Clinically significant abnormalities of resting ECG in rhythm, conduction and morphology, such as complete left bundle branch block, Grade II and above heart block, PR interval> 250 ms, or myocardial infarction within the past 6 months; there are risk factors leading to prolongation of QTc interval or increasing arrhythmias, such as heart failure, hypokalemia, congenital long QT syndrome, family history of long QT syndrome or medical history of sudden death at an age of < 40 years among the patient's first-degree relatives, and 12-lead ECG QT interval correction Fridericia method (QTcF interval)> 450 ms for male, >470ms for female.
The investigator judges based on safety concerns or clinical study process that the patient had any other condition that is prohibited for participation in the clinical study, such as severe infection/inflammation, intestinal obstruction, inability to swallow medication, social/psychological problems, etc.

With clinically significant electrolyte abnormalities in laboratory tests;
In addition to NSCLC, patients who have been diagnosed with another and/or treatment-requiring malignant disease in recent 5 years (this exclusion criterion does not include the following circumstances: completely resected basal cell and squamous cell skin cancer, inert malignant tumor currently requiring no treatment, and any type of completely resected carcinoma in situ).

Patients who have used high-dose glucocorticoids or other immunosuppressive agents within 1 month prior to screening.
Interval time between previous EGFR TKI treatment and AC0010 <8 days or 5 half-time, subject to the long time; Interval time between major surgery /radiotherapy and AC0010 <4 weeks; Patients who are using any drug known to prolong QT interval or known potent CYP3A4 enzyme inducer or inhibitor within 4 weeks before the first dose.

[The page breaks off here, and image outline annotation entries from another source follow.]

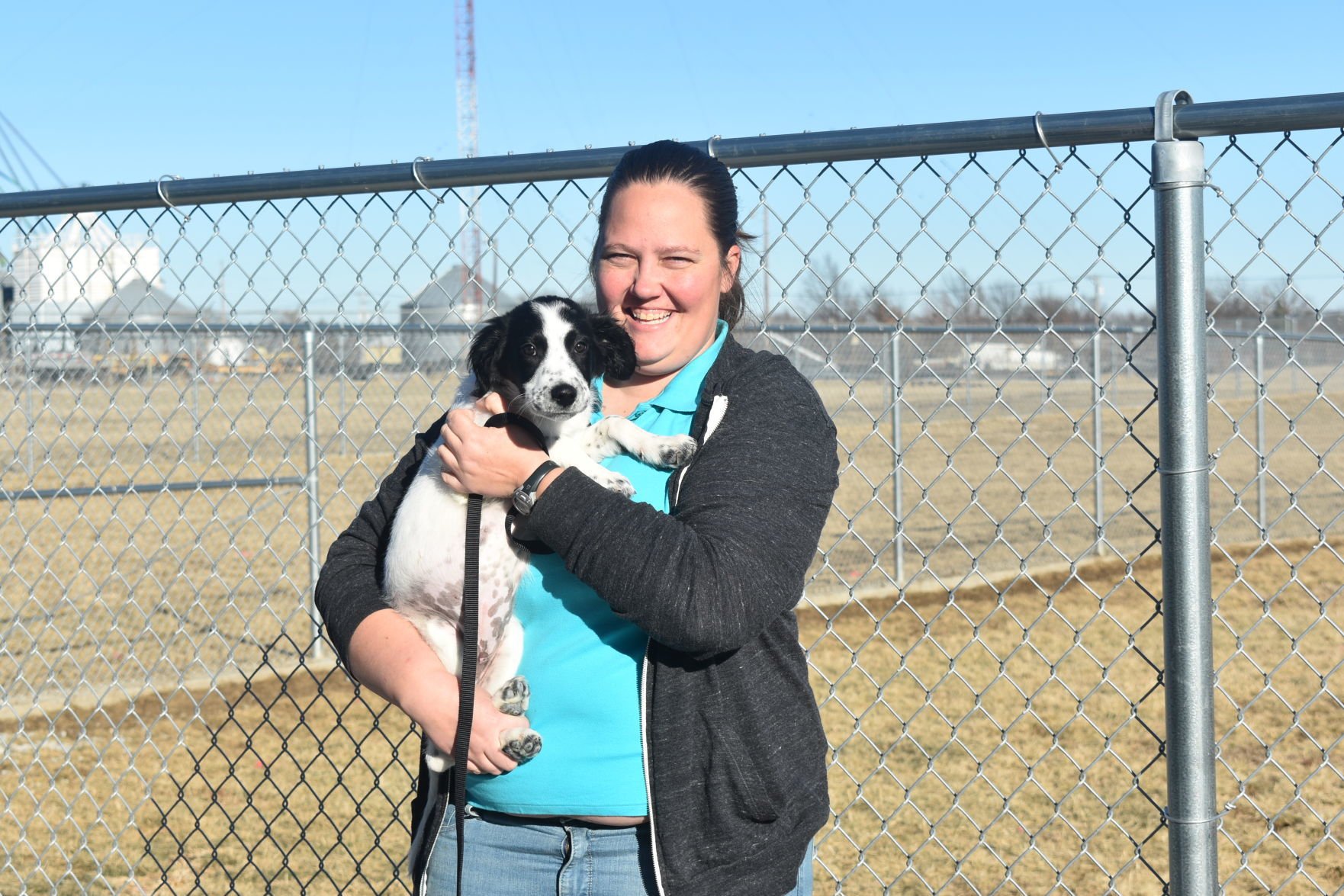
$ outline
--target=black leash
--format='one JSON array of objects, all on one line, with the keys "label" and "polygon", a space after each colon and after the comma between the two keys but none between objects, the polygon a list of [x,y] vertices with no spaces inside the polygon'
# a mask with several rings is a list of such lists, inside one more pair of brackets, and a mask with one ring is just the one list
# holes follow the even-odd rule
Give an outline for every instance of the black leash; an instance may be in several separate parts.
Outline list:
[{"label": "black leash", "polygon": [[[517,414],[496,414],[485,420],[484,426],[503,427],[517,426],[531,435],[536,445],[544,451],[546,437],[532,420]],[[458,676],[457,697],[457,735],[453,740],[453,782],[450,798],[453,801],[453,814],[457,827],[457,893],[462,892],[462,865],[466,857],[466,752],[472,742],[472,716],[476,709],[476,660],[480,649],[480,563],[481,563],[481,504],[480,494],[466,496],[466,539],[464,545],[462,563],[462,673]],[[505,531],[513,536],[513,523],[516,514],[511,506],[505,519]],[[551,553],[551,549],[539,541],[519,541],[532,553]],[[410,866],[414,872],[415,857],[425,846],[425,834],[429,827],[429,817],[433,814],[434,803],[438,802],[438,774],[430,772],[429,790],[425,801],[425,814],[417,825],[415,837],[411,840]]]}]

Patients who have used high-dose glucocorticoids or other immunosuppressive agents within 1 month prior to screening.
Patients who have previously administered third-generation EGFR-TKI drugs (e.g.,AZD9291, Avitinib, CO-1686, HM61713, etc.).
Patients who have been registered and received the study treatment or withdrawn from the study cannot be enrolled.
Pregnant or lactating women.
Women with childbearing potential are defined as all women who are physiologically able to have a pregnancy, unless they are using an efficient contraceptive method during treatment and within 7 days after discontinuation of treatment.
Patients who are considered by the investigator as inappropriate to participate in the study.